New Adventures in Software

WordPress Headaches: Caching and FeedBurner

Posted in PHP, The Internet by Dan on August 1st, 2008

Still suffering a few teething problems following my attempts to Digg-proof this blog. It seems that WP Super Cache, in its default configuration at least, is incompatible with FeedBurner and its WordPress plug-in. So if you’ve been having trouble accessing my feed, this is why (for some reason it has been serving up the front page HTML instead of the feed RSS).

I tried a few things to fix the problem. Each time it seemed to be working for a while but it soon went wrong again. Rather than waste time figuring out what exactly is going wrong, I’ve switched back to WP Cache.

I have to agree with Jeff Atwood that caching really ought to be core functionality for a blog publishing platform like WordPress. Then we wouldn’t have to mess around configuring different plug-ins and trying to get them to play nicely together.

In terms of functionality, WordPress still appears to be the best option for self-hosted blogging but it’s not without its annoyances. If I were to switch from WordPress to something else, these are some of the features I would like to see:

Built-in page caching.
Support for multiple blogs with a single installation of the software (with WordPress, you have to use a different branch of the software to achieve this).
Support for databases other than MySQL (PostgreSQL as a minimum, but really any mainstream SQL database should be usable).
A better approach to themes (I shouldn’t have to write PHP to develop themes. With appropriately structured pages, I could probably achieve everything that I want using just CSS).
Integrated support for popular advertising services such as Adsense (I shouldn’t have to cut-and-paste JavaScript into PHP files).
Ability to import posts and comments from WordPress.

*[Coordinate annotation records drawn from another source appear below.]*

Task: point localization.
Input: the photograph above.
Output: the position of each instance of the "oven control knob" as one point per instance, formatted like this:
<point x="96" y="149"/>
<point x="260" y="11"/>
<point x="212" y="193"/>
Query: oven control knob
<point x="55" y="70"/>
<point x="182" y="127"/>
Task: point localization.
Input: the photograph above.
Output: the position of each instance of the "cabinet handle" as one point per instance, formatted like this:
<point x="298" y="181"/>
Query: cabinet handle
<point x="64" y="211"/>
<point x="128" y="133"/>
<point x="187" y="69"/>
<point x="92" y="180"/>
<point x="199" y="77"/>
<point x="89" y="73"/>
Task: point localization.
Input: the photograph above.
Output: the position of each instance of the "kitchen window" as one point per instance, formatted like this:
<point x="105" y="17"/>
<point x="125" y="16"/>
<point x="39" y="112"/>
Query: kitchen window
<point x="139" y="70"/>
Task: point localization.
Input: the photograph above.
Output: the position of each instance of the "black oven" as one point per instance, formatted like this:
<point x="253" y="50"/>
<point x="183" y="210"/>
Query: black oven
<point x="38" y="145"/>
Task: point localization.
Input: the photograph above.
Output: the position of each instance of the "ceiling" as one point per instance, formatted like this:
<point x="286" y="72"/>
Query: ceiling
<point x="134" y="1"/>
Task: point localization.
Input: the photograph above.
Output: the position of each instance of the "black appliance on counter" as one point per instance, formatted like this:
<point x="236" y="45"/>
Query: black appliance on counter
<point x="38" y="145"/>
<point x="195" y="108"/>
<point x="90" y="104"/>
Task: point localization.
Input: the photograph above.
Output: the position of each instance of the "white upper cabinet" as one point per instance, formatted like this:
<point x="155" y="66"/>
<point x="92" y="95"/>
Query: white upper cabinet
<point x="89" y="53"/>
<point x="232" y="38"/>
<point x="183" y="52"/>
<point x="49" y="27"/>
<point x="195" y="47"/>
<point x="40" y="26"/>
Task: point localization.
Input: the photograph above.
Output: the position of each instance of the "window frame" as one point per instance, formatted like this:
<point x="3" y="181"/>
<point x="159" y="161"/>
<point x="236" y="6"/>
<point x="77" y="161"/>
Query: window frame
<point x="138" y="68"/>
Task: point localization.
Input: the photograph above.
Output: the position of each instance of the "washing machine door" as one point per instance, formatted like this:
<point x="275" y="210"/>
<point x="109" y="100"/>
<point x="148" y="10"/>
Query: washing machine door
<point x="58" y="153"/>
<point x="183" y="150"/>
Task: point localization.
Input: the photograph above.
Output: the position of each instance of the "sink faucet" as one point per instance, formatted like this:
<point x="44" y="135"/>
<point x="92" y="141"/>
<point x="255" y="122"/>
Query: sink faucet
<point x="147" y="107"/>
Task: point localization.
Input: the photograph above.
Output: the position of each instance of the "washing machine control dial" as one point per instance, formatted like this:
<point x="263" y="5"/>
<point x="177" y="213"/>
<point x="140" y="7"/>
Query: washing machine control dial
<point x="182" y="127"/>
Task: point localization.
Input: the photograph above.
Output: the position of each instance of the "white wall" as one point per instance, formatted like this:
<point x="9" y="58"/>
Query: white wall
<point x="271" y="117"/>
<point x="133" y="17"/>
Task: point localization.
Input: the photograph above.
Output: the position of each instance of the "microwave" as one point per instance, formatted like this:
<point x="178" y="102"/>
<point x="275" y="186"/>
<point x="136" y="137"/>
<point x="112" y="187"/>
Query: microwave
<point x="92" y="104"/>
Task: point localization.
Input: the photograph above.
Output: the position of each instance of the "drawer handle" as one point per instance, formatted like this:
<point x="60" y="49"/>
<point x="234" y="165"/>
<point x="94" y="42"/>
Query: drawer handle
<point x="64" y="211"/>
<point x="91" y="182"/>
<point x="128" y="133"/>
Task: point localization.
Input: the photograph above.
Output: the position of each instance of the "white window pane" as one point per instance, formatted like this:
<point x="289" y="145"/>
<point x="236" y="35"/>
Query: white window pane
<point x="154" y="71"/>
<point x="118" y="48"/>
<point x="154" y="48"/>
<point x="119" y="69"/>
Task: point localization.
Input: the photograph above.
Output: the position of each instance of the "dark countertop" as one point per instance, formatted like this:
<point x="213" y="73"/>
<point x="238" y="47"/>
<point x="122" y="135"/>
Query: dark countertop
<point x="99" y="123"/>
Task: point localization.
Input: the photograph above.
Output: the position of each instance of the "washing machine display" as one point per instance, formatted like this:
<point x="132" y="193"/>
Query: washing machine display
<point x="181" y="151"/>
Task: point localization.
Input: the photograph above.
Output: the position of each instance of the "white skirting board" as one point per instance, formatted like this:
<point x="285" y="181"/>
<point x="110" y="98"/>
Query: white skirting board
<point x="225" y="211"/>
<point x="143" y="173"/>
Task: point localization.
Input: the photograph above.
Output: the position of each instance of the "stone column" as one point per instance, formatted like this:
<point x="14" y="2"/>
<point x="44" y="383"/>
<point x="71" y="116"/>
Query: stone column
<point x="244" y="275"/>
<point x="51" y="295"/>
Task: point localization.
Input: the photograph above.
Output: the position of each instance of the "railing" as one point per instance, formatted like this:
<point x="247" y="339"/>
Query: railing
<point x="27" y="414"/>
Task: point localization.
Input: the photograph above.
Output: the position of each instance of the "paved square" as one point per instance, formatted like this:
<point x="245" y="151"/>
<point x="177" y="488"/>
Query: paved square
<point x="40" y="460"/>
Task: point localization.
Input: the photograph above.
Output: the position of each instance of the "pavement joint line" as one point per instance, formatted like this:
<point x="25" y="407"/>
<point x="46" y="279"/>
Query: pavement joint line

Does such a platform exist, or will I have to write it myself?

DZone RSS Tricks

Posted in Software Development, The Internet by Dan on July 31st, 2008

A comment from “Dmitryx” on DZone about how DZone could provide better options for filtering its “Popular Links” got me thinking about how Yahoo! Pipes (my new favourite toy) could be used to filter DZone RSS feeds in interesting ways. Helpfully, DZone provides a lot of information in its RSS feeds including the number of votes for and against, the click count, the number of comments, the username of the submitter, the URL of a thumbnail image, a list of tags and more. So if you want to go down the Pipes route, there are a lot of possibilities.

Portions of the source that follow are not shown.